Bispecific T-cell engager antibodies targeting CD133+ brain tumor-initiating cells: A novel immunotherapy for recurrent glioblastoma


Oct 14, 2016 to Sept 30, 2019





  • Development of a new promising therapeutic option for for future GBM patients using bispecific T-cell engager antibodies (BiTEs) to target cells that drive recurrent GBM
  • Harnesses the immune system and directs T cells to specifically target CD133+ GBM cells
  • Evaluates the development of custom-built BiTe designs for each TAA and epitope



About this project


Glioblastoma (GBM) is the most common primary adult brain tumor and is typically highly aggressive, infiltrative and resistant to standard therapies.

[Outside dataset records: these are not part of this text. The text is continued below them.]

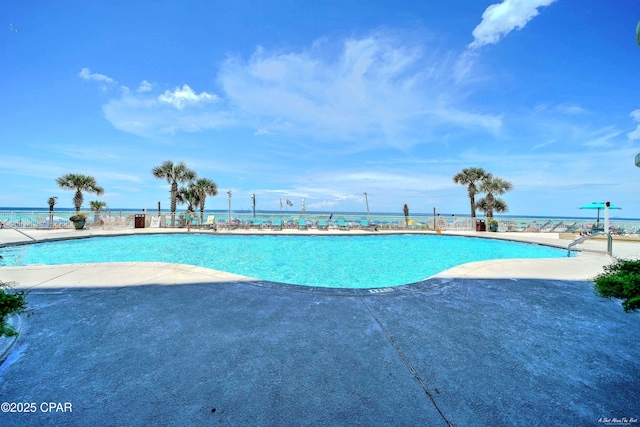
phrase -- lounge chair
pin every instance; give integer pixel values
(211, 222)
(365, 225)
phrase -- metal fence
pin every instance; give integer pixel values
(232, 220)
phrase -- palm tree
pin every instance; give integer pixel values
(186, 195)
(52, 202)
(470, 177)
(493, 186)
(173, 174)
(203, 187)
(79, 183)
(96, 206)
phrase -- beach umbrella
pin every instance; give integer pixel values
(598, 206)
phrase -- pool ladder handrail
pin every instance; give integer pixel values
(4, 224)
(589, 236)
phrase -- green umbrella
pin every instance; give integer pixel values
(598, 205)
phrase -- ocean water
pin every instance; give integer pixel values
(327, 261)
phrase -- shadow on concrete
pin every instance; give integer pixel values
(439, 352)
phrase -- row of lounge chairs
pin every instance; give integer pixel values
(279, 224)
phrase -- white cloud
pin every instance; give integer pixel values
(145, 86)
(635, 135)
(370, 92)
(500, 19)
(181, 97)
(376, 89)
(86, 74)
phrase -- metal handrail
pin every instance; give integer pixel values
(14, 228)
(585, 238)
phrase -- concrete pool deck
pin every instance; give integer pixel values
(505, 342)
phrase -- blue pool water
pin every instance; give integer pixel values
(327, 261)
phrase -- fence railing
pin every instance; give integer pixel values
(112, 219)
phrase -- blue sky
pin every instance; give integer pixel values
(323, 101)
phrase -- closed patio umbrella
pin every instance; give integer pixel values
(598, 206)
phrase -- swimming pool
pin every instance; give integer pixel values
(327, 261)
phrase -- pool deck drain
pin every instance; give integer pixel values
(490, 344)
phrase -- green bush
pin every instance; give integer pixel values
(621, 280)
(10, 302)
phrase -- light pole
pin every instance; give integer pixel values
(229, 194)
(253, 198)
(366, 199)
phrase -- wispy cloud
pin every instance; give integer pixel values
(145, 86)
(635, 135)
(86, 74)
(500, 19)
(182, 97)
(373, 91)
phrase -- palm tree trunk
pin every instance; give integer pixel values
(473, 206)
(174, 192)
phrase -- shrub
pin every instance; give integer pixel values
(10, 302)
(621, 280)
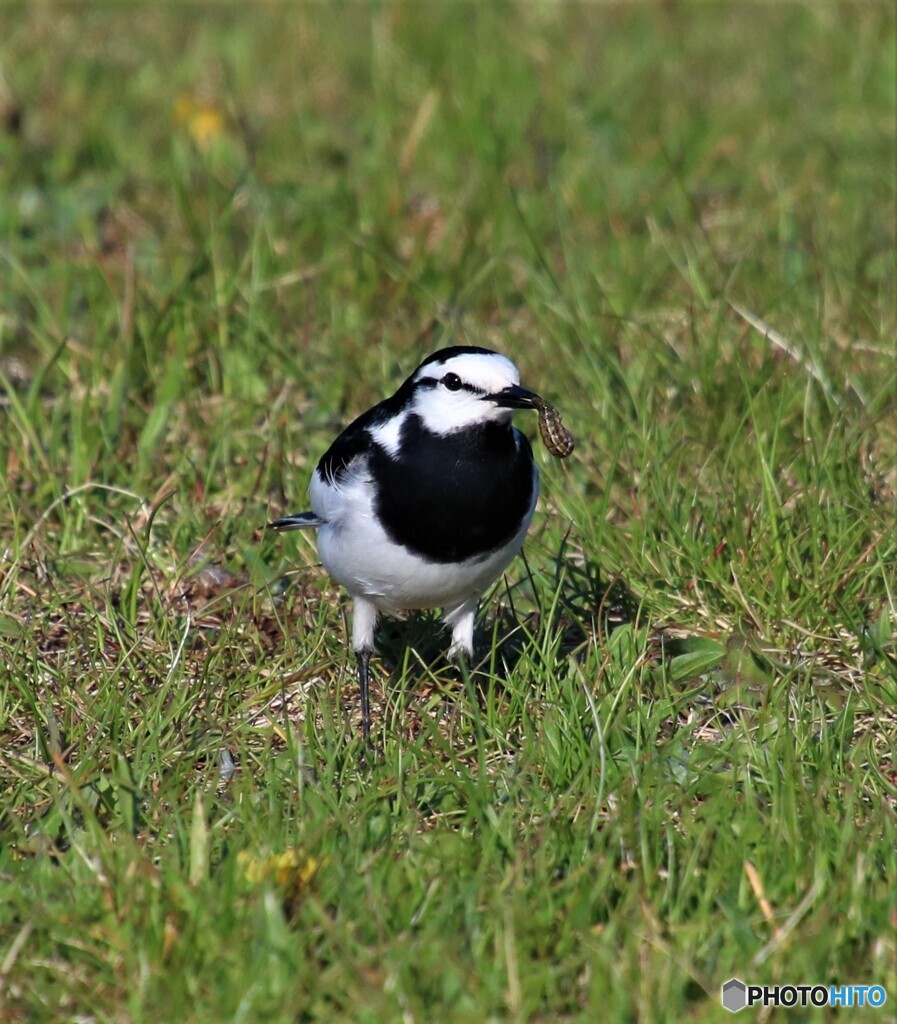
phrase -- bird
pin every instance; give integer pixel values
(423, 501)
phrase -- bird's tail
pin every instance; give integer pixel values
(301, 520)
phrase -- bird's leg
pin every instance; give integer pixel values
(364, 657)
(364, 624)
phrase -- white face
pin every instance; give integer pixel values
(445, 408)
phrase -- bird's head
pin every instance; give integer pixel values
(462, 387)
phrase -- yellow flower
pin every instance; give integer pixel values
(201, 116)
(291, 870)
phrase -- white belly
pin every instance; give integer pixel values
(356, 552)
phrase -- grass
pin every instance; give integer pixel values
(224, 236)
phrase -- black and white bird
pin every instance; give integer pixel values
(423, 501)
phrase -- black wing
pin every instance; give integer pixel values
(355, 439)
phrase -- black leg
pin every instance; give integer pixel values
(364, 657)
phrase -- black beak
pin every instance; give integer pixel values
(515, 397)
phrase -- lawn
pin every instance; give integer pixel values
(223, 233)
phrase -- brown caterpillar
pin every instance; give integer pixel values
(555, 435)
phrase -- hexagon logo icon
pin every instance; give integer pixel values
(734, 994)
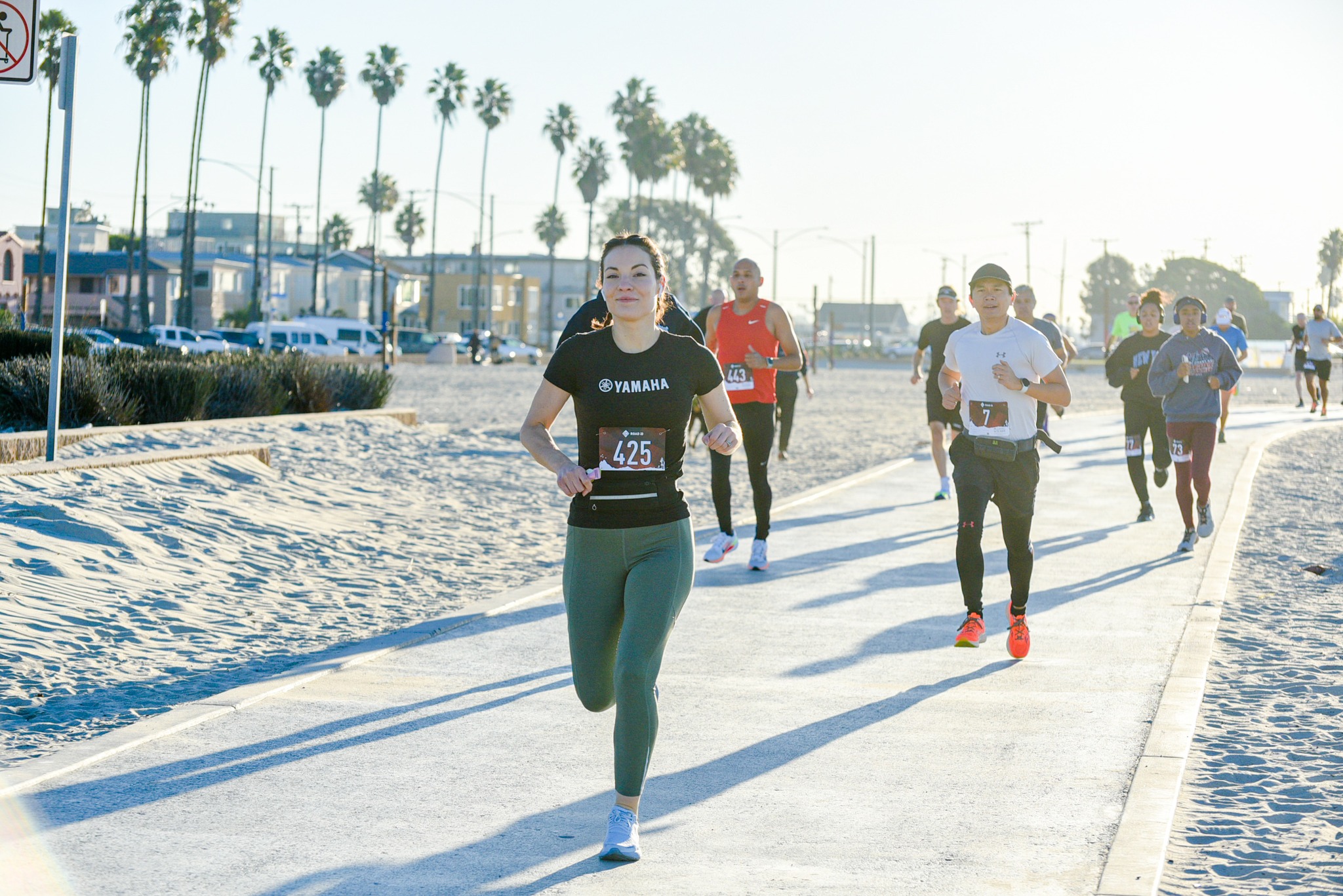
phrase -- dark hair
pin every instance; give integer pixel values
(660, 269)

Even with surgery, standard chemotherapy with temozolomide (TMZ), and radiation, tumor re-growth (or recurrence) and patient relapse are inevitable. Patients typically face a <15 months survival rate, with fatal outcomes upon disease progression post-therapy. Clearly a new form of therapy is needed to help improve the outlook of this disease.   Recently a therapeutic model has emerged for GBM consisting of harnessing the patient’s immune system to attack the tumour. This paradigm can specifically kill those cancer cells by targeting the tumour’s proteins and drawing in the T cells of the immune system.   Dr. Singh and Dr. Moffat will combine their expertise in human GBM biology and clinically relevant patient-derived stem cell models of brain tumors, and human synthetic antibody engineering technologies, to develop effective immunotherapies to target recurrent GBM.   Their overall goal is to develop a therapeutic strategy targeting CD133 in recurrent glioblastoma, using newly designed and empirical immunotherapies that harness the immune system and direct T cells to specifically kill CD133+ GBM cells. They will also undertake preclinical evaluation of these novel therapeutic agents, called “BiTEs” or bispecific T-cell engager antibodies, using their unique animal model of human GBM recurrence.   After preclinical testing this project hopes to validate and translate its immunotherapeutic agent into early clinical development, generating targeted therapies and therapeutic benefits for future GBM patients.